You need a few books for a promotional thing–donating to a charity auction, giving copies to a magazine that supported you with a contest, a last-minute review opportunity you simply must grab–but you don’t really want to give up your precious first editions. If all goes well, those books the publisher sent you are all first prints and may be worth beaucoup bucks some day, or it may be out of print entirely in a few years and you’ll want to have a few nice copies, just in case. So, again, you need that case of books so you can give away the third printings, consign a few to the right bookseller when the book is out of print, and keep the firsts for your greedy self and your friends/family/accountant.
So, it’s useful to have more books than the number the publisher sent you. But why buy them from a bookseller? Because every copy of your book that passes through the bookseller’s hands goes on your royalty report, but copies that don’t, don’t. Even if they sell later or on consignement. The royalty report is compiled from the numbers of books ordered by booksellers minus the number returned and not one book that was sold to you by the publisher, or given away by them for promotional reasons. So it’s clever for you to get those extra numbers on your report–it’s not much but it helps you and hurts no one.
And your friendly independent bookseller will usually give you as good a discount as the publisher and they may even make a profit while they do, which doesn’t suck–we want our friends to make money, right?
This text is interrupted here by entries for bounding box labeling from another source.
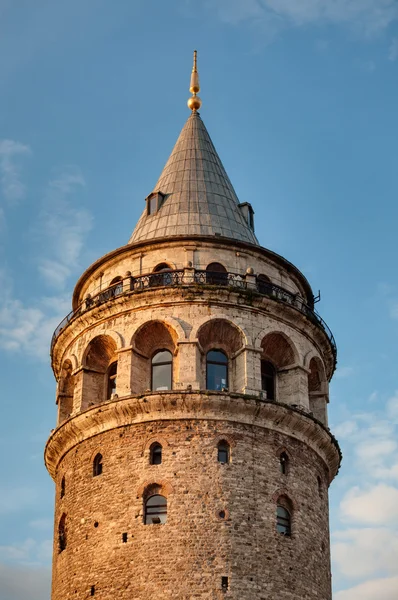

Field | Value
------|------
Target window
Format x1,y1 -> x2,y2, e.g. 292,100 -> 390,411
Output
151,350 -> 173,392
217,440 -> 230,463
145,494 -> 167,525
150,442 -> 162,465
93,454 -> 102,477
107,361 -> 117,400
58,513 -> 66,552
206,263 -> 228,285
276,504 -> 291,535
206,350 -> 228,391
257,273 -> 272,296
279,452 -> 289,475
261,360 -> 275,400
110,277 -> 123,296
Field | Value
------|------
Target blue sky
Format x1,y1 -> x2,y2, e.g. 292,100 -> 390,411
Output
0,0 -> 398,600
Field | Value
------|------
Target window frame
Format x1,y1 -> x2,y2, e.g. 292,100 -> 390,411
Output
151,348 -> 173,392
206,348 -> 229,392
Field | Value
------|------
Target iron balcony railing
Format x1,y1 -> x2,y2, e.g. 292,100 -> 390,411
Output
51,268 -> 337,360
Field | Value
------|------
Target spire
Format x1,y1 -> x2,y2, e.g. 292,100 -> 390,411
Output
129,50 -> 258,245
188,50 -> 202,112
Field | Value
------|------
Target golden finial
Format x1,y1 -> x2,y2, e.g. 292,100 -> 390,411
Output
188,50 -> 202,112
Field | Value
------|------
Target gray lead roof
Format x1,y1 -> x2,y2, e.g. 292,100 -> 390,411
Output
129,111 -> 258,245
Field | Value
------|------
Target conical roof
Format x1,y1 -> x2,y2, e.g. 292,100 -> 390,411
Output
129,110 -> 258,244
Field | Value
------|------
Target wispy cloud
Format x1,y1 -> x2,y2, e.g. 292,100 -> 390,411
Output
388,38 -> 398,62
334,576 -> 398,600
0,564 -> 51,600
0,271 -> 70,358
205,0 -> 398,36
0,139 -> 30,203
36,166 -> 93,290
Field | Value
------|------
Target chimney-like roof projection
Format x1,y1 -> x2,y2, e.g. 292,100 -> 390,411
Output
129,53 -> 258,245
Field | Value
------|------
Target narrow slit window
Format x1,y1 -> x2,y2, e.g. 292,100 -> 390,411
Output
93,454 -> 102,477
279,452 -> 289,475
107,361 -> 117,400
276,504 -> 291,535
150,443 -> 162,465
261,360 -> 276,400
145,494 -> 167,525
206,350 -> 228,391
217,440 -> 230,464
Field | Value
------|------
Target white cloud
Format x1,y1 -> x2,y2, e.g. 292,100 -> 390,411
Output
0,271 -> 70,360
0,564 -> 51,600
333,576 -> 398,600
0,140 -> 30,203
332,528 -> 398,578
36,166 -> 92,289
205,0 -> 398,36
388,38 -> 398,62
340,483 -> 398,526
334,367 -> 354,379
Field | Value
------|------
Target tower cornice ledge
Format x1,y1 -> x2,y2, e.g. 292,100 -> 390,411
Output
72,235 -> 313,309
44,391 -> 342,482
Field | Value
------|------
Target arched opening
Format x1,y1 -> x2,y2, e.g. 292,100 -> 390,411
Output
82,335 -> 117,409
93,453 -> 102,477
308,356 -> 328,425
261,332 -> 299,404
58,513 -> 66,553
206,262 -> 228,285
276,496 -> 293,536
149,442 -> 162,465
197,319 -> 245,391
279,452 -> 289,475
145,494 -> 167,525
131,321 -> 178,394
206,350 -> 228,391
257,273 -> 272,296
109,276 -> 123,296
217,440 -> 231,464
58,359 -> 75,424
261,360 -> 276,400
151,350 -> 173,392
151,263 -> 173,286
107,361 -> 117,400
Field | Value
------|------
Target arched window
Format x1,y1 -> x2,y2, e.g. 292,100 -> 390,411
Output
206,350 -> 228,390
151,350 -> 173,392
109,277 -> 123,296
261,360 -> 275,400
149,442 -> 162,465
279,452 -> 289,475
93,453 -> 102,477
257,273 -> 272,296
217,440 -> 230,464
58,513 -> 66,552
145,494 -> 167,525
206,263 -> 228,285
151,263 -> 173,286
107,361 -> 117,400
276,504 -> 291,535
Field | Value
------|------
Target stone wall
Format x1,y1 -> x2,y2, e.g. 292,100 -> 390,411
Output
52,419 -> 331,600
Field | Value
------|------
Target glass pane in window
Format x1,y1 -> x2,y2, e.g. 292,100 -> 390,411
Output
207,350 -> 228,365
206,363 -> 228,390
152,363 -> 171,391
152,350 -> 172,363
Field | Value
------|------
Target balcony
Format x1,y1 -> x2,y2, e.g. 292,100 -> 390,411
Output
51,268 -> 337,364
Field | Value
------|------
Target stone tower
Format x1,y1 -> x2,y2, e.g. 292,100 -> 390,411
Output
45,56 -> 341,600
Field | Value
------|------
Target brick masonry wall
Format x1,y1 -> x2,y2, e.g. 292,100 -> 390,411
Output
52,420 -> 331,600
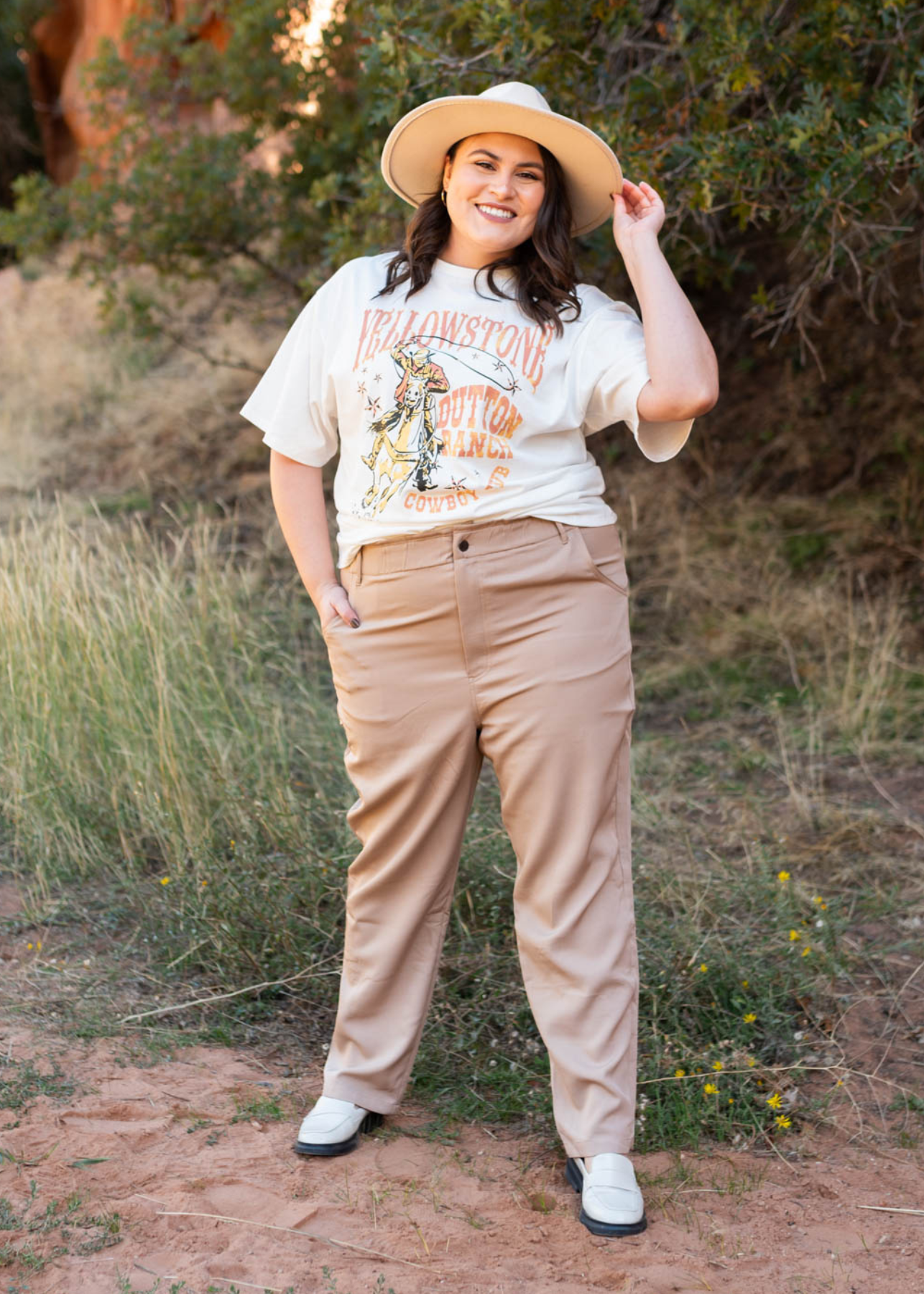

This trick doesn’t usually work with big chains, even if your friend is very friendly. The rules may not allow them to cut you a big discount and they can’t mark the books down just for you. I’m not dissing the big stores–they can do other useful things for you–but the big box o’ books trick is most likely to get the green light from an indie–someone who can make a sales decision on the spot. Yet another reason to cultivate your friendly neighborhood independent bookseller.